Recently, students and community organizers in the LAUSD have been standing up and voicing what they believe should be the future for the Los Angeles School Police Department, and that is to defund it.

LAUSD students from the youth-led organization Students Deserve, an organization that has recently been pushing the agenda of removing school police in LAUSD, have protested the LASPD numerous times and even attended several school board meetings to voice their opinions about defunding the department.

In a meeting held on Feb. 16, the Board of Education came to the decision to redirect the $25 million in funding cuts toward causes that support LAUSD’s Black students and ban the use of pepper spray on students, which should never have been an option in the first place. While it’s amazing to see that steps are being taken in the right direction, we still have quite a way to go.

According to NPR and Chalkbeat, there is no concrete evidence that shows having police officers on campus decreases in-school crimes or makes schools safer. According to several New York Times articles, studies have actually shown that schools with more police officers have increased rates of suspensions, expulsions and arrests of minors for rather insignificant offenses.

There are much better options to keep students safe rather than turning to law enforcement. Instead, it would be best to take a look at the root issue for why student bodies should need this kind of so-called “protection” in the first place: their mental health.

Defunding departments like the LASPD and using that money for school psychologists, according to the New York Times, would be a much more efficient, and much less violent, way of keeping students out of trouble.

To keep students from getting into altercations or dealing drugs, troubled students should be given the chance to take counseling and lessons teaching them about the dangers of substance abuse.

People who want officers on school grounds just want to keep their students out of danger, especially from things like mass shootings. While that isn’t a bad thing, they are going about it the wrong way.

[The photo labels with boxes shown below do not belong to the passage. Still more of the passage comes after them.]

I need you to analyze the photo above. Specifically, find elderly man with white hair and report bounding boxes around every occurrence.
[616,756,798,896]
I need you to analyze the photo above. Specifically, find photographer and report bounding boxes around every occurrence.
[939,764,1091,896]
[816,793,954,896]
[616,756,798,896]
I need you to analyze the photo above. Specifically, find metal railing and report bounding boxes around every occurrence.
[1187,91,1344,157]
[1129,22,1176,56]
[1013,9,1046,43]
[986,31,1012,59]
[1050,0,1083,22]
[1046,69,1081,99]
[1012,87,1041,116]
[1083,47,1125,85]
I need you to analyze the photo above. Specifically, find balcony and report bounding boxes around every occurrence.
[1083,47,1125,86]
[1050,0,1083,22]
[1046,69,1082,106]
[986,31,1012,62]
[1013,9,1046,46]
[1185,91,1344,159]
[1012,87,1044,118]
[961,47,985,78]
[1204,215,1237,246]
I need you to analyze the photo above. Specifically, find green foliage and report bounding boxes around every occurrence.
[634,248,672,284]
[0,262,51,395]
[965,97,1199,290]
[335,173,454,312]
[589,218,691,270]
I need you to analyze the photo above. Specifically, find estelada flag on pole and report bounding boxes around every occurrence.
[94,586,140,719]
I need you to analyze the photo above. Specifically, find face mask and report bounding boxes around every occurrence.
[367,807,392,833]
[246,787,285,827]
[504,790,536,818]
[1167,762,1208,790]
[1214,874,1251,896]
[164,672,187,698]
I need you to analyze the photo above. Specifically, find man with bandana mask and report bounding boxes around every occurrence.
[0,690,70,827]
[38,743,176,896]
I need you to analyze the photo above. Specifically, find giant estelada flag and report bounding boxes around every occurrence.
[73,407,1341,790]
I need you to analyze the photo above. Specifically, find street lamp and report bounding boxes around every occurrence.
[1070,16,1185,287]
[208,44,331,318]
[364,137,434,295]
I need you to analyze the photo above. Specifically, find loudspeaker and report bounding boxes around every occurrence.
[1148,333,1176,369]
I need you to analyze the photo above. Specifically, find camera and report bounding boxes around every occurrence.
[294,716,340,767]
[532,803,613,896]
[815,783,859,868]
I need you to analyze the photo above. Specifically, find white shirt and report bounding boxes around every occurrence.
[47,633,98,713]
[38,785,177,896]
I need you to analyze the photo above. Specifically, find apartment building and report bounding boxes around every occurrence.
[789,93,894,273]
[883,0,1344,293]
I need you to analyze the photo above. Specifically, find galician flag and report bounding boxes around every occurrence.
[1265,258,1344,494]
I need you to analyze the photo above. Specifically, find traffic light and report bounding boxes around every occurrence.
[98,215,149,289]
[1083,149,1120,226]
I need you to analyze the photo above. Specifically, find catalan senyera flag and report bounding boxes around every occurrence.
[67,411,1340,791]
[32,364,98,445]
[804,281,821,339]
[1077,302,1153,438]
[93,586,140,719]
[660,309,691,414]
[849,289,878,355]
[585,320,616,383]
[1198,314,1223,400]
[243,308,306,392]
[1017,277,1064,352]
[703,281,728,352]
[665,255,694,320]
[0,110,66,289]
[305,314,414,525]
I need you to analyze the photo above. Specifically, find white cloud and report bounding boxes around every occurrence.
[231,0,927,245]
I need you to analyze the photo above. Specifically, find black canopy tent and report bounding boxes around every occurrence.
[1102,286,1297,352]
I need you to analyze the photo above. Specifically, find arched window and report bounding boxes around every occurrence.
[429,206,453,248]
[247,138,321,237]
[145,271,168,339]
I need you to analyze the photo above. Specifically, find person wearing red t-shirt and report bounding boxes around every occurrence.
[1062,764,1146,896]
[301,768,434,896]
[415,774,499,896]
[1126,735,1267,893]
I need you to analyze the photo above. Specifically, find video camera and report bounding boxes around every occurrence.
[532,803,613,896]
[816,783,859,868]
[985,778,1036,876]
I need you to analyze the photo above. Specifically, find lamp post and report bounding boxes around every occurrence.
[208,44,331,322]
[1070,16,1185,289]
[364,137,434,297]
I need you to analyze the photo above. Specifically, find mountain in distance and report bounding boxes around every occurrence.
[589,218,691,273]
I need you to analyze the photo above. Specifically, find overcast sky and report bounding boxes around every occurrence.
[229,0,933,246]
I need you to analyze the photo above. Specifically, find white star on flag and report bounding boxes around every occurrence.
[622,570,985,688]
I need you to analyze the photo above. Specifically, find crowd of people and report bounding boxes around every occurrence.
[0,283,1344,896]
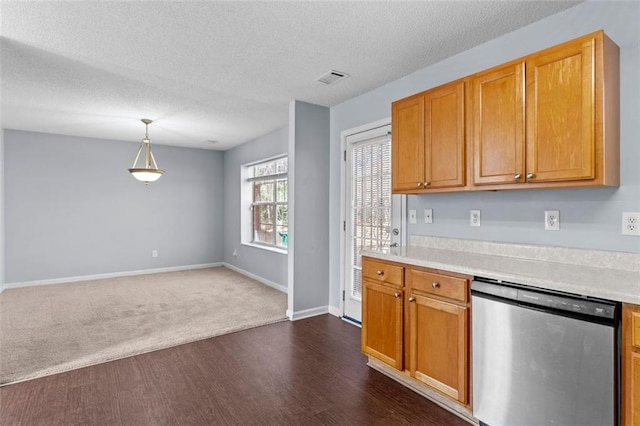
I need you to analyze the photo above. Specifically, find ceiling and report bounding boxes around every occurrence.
[0,0,578,150]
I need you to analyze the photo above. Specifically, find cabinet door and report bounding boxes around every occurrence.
[423,81,466,189]
[526,37,596,182]
[362,280,403,370]
[409,294,468,404]
[391,95,424,192]
[471,62,525,185]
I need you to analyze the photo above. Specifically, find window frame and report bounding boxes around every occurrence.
[243,155,289,253]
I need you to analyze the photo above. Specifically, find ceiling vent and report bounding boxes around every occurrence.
[316,70,349,85]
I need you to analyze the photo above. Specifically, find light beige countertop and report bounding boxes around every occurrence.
[362,236,640,305]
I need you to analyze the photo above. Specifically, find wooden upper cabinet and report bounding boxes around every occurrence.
[391,81,466,193]
[423,81,466,189]
[391,95,424,192]
[527,36,602,182]
[471,62,526,185]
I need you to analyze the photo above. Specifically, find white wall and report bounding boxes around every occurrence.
[288,101,329,319]
[223,127,289,288]
[330,1,640,312]
[4,130,224,285]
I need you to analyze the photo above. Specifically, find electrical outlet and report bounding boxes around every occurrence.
[622,212,640,236]
[469,210,480,226]
[544,210,560,231]
[409,210,418,223]
[424,209,433,223]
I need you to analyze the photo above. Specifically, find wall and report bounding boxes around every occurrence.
[4,130,224,285]
[287,101,330,319]
[330,1,640,306]
[0,129,5,293]
[223,127,289,288]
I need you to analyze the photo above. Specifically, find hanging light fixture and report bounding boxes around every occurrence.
[129,118,164,185]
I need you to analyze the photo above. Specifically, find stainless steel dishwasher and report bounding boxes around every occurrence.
[471,277,620,426]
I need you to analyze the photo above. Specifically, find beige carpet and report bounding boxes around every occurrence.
[0,267,287,385]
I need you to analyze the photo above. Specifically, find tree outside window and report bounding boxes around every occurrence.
[249,157,288,248]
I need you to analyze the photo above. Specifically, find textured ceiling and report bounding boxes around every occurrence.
[0,0,578,150]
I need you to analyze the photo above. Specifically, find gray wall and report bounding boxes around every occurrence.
[0,129,5,292]
[223,127,289,287]
[289,101,329,312]
[330,1,640,306]
[4,130,224,284]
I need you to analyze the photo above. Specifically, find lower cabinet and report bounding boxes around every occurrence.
[362,257,471,407]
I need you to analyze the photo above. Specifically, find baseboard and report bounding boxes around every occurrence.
[222,262,289,293]
[287,306,329,321]
[3,262,223,290]
[329,305,342,318]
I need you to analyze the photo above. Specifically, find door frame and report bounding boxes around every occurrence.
[339,117,407,327]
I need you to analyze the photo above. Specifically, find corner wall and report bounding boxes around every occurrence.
[4,130,224,287]
[223,127,289,288]
[330,1,640,306]
[287,101,330,320]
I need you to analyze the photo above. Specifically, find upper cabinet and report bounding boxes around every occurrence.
[392,31,620,193]
[391,81,466,193]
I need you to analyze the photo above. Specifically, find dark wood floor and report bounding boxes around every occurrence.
[0,315,468,426]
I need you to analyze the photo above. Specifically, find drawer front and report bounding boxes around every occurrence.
[410,269,469,303]
[631,312,640,349]
[362,258,404,286]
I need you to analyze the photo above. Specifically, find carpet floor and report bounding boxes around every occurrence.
[0,267,287,386]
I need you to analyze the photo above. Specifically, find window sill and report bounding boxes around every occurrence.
[242,243,289,254]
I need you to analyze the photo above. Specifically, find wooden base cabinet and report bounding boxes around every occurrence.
[622,304,640,426]
[362,257,471,409]
[361,257,404,369]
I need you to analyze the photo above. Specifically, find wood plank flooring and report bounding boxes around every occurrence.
[0,315,468,426]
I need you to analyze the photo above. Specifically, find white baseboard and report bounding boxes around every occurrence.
[329,305,342,318]
[287,306,329,321]
[222,262,289,293]
[3,262,223,290]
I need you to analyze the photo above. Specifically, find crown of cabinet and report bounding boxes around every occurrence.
[392,31,620,193]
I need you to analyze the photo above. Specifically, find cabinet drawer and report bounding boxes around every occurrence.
[410,269,469,303]
[362,258,404,286]
[631,312,640,349]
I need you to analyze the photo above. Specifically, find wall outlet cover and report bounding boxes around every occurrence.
[409,210,418,223]
[622,212,640,236]
[469,210,480,226]
[424,209,433,223]
[544,210,560,231]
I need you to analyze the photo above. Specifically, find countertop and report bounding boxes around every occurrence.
[362,241,640,305]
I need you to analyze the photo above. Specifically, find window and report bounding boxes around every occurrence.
[248,157,288,249]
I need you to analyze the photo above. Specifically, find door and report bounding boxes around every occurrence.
[342,125,402,323]
[526,38,596,182]
[409,293,468,404]
[361,280,403,370]
[391,95,424,192]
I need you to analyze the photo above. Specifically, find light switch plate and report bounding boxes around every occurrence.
[469,210,480,226]
[409,210,418,223]
[424,209,433,223]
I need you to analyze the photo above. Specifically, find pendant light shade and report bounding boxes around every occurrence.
[129,118,164,185]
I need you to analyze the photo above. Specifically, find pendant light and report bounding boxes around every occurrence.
[129,118,164,185]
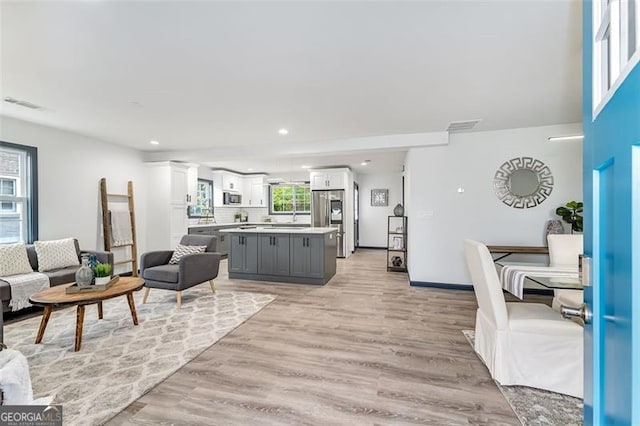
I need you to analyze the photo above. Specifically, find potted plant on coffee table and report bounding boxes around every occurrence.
[556,201,583,234]
[93,263,111,285]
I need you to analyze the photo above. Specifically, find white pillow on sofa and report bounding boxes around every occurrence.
[33,238,80,272]
[0,243,33,277]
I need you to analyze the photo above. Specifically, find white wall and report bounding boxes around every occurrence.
[0,117,147,266]
[358,172,402,247]
[405,124,582,284]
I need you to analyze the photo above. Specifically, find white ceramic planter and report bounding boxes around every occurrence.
[96,277,111,285]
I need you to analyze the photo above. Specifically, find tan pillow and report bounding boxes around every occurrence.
[0,244,33,276]
[33,238,80,272]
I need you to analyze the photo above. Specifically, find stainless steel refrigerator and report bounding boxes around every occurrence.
[311,190,347,257]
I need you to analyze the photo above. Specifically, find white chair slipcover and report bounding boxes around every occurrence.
[547,234,584,312]
[464,240,583,398]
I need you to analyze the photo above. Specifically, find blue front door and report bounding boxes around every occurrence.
[583,1,640,425]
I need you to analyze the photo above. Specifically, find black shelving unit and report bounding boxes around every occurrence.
[387,216,407,272]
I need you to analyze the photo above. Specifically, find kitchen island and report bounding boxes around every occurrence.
[188,222,311,257]
[219,226,337,285]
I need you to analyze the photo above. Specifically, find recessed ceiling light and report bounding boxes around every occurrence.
[547,135,584,141]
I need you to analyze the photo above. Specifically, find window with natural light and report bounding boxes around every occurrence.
[189,179,213,217]
[269,184,311,214]
[593,0,640,118]
[0,142,38,244]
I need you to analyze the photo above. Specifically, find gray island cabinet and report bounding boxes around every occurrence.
[220,227,337,284]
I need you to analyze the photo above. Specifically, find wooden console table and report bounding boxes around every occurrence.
[487,246,549,262]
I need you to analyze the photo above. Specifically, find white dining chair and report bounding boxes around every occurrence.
[547,234,584,312]
[464,240,583,398]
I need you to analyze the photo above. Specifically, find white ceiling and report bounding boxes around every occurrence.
[204,150,407,174]
[0,0,581,173]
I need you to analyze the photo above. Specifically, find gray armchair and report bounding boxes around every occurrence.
[140,235,220,309]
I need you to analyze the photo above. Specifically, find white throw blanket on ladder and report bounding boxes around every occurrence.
[2,272,49,311]
[110,210,133,247]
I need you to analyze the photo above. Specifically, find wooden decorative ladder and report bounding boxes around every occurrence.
[100,178,138,277]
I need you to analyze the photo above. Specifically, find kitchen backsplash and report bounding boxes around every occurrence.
[189,207,311,225]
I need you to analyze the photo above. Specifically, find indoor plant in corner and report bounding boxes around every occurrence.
[556,201,583,234]
[93,263,111,285]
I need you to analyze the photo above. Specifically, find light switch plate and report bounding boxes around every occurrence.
[578,255,592,287]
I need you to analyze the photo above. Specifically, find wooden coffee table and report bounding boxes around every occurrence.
[29,277,144,352]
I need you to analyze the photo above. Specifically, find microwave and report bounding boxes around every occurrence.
[222,192,242,205]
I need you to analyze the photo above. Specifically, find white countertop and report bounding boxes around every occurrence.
[188,222,311,228]
[220,225,338,234]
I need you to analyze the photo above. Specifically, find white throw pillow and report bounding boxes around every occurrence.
[169,244,207,265]
[0,244,33,277]
[34,238,80,272]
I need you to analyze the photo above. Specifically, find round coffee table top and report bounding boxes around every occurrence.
[29,277,144,306]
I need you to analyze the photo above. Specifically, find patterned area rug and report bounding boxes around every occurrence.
[462,330,582,426]
[4,285,275,425]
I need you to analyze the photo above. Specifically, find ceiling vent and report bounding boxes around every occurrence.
[4,96,44,110]
[447,119,482,133]
[267,178,284,183]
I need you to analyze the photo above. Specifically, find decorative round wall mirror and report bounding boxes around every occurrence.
[493,157,553,209]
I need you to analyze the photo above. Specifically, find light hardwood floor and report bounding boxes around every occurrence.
[108,250,519,425]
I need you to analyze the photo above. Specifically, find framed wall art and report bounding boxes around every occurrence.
[371,189,389,206]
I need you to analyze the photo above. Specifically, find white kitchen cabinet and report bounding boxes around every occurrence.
[145,161,189,251]
[222,172,243,193]
[310,169,347,190]
[187,164,198,206]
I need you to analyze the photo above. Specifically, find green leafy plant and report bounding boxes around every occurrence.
[93,263,111,278]
[556,201,583,234]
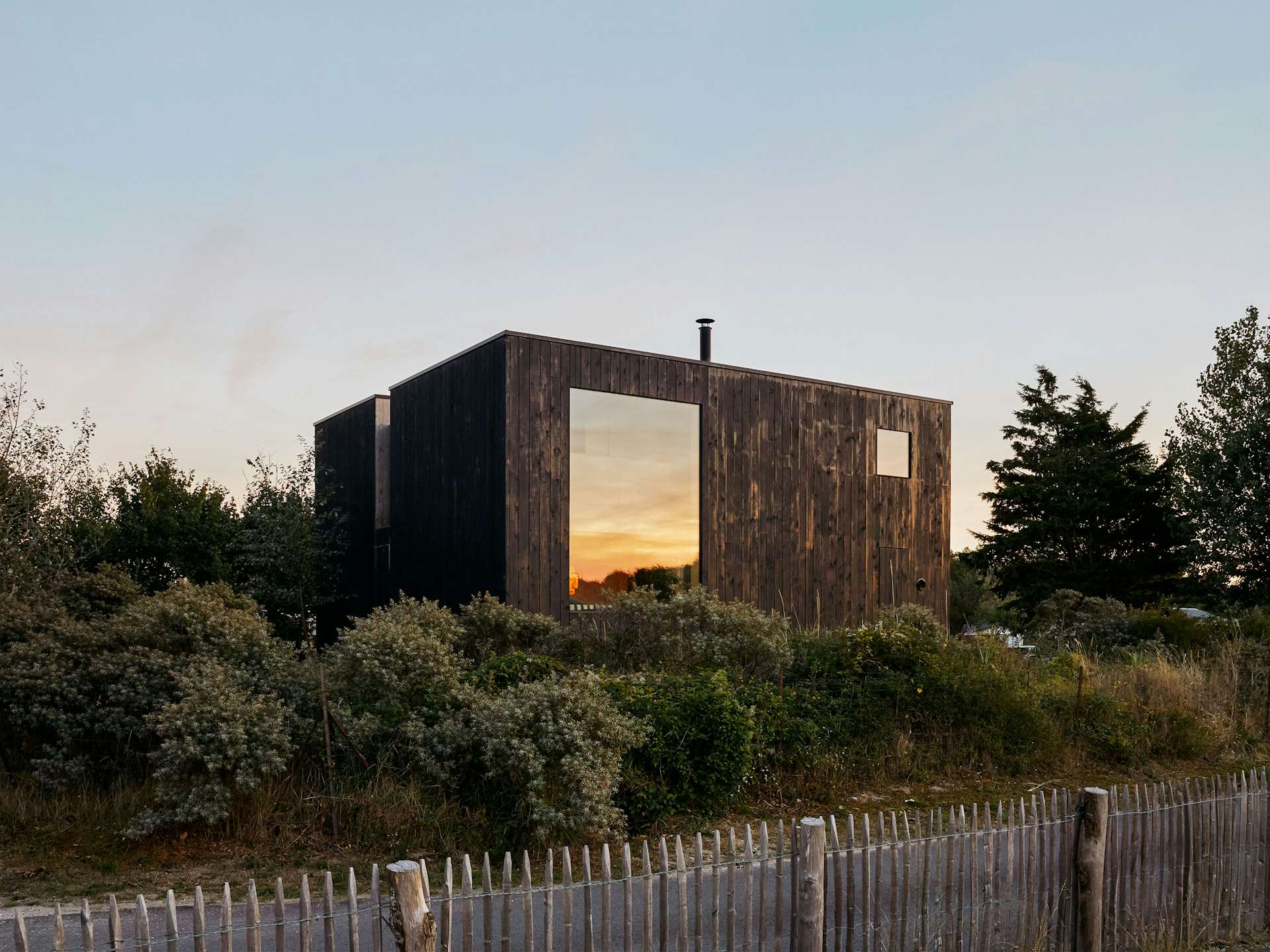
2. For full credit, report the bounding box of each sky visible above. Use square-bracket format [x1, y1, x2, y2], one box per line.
[0, 0, 1270, 547]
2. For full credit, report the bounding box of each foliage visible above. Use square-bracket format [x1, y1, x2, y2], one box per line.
[880, 602, 947, 640]
[949, 549, 1017, 635]
[464, 651, 565, 690]
[458, 592, 560, 660]
[564, 585, 790, 679]
[1031, 589, 1130, 647]
[104, 450, 235, 593]
[325, 595, 466, 754]
[635, 565, 683, 602]
[130, 658, 294, 836]
[0, 581, 300, 785]
[410, 672, 644, 846]
[1167, 307, 1270, 603]
[976, 367, 1187, 613]
[610, 672, 754, 825]
[1128, 606, 1215, 651]
[0, 364, 105, 599]
[230, 446, 343, 643]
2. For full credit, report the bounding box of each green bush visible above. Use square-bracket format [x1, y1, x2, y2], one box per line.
[416, 672, 644, 848]
[1054, 690, 1152, 767]
[326, 595, 466, 713]
[564, 585, 790, 679]
[0, 582, 300, 785]
[464, 651, 565, 690]
[739, 683, 842, 778]
[458, 592, 560, 661]
[325, 595, 468, 766]
[1126, 608, 1213, 651]
[128, 658, 294, 836]
[1031, 589, 1129, 647]
[609, 672, 754, 824]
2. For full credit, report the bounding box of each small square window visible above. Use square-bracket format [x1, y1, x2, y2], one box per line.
[878, 428, 913, 480]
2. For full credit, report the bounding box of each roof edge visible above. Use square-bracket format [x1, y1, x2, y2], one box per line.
[314, 393, 390, 426]
[381, 330, 952, 406]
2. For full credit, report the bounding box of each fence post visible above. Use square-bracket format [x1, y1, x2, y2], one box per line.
[388, 859, 437, 952]
[798, 816, 824, 952]
[1072, 787, 1107, 952]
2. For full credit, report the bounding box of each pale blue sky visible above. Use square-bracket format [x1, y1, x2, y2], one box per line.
[0, 0, 1270, 546]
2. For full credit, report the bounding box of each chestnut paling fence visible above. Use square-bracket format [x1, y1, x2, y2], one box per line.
[14, 770, 1270, 952]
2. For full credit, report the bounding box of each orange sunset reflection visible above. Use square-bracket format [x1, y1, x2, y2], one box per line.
[569, 389, 701, 604]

Not only are mass shootings incredibly rare, having police officers try to stop them instead of reaching a troubled student beforehand can just put more lives in danger. Trained professionals who can actually help troubled students better themselves are the way to go.

Making your school a police-free zone is a community effort. It’s important to talk to your fellow peers, parents, staff and school officials about replacing the police in your school with counselors, and possibly nurses if you want an overall safer environment that every student can flourish in.

Schools are no place for law enforcement and it’s time people understood that.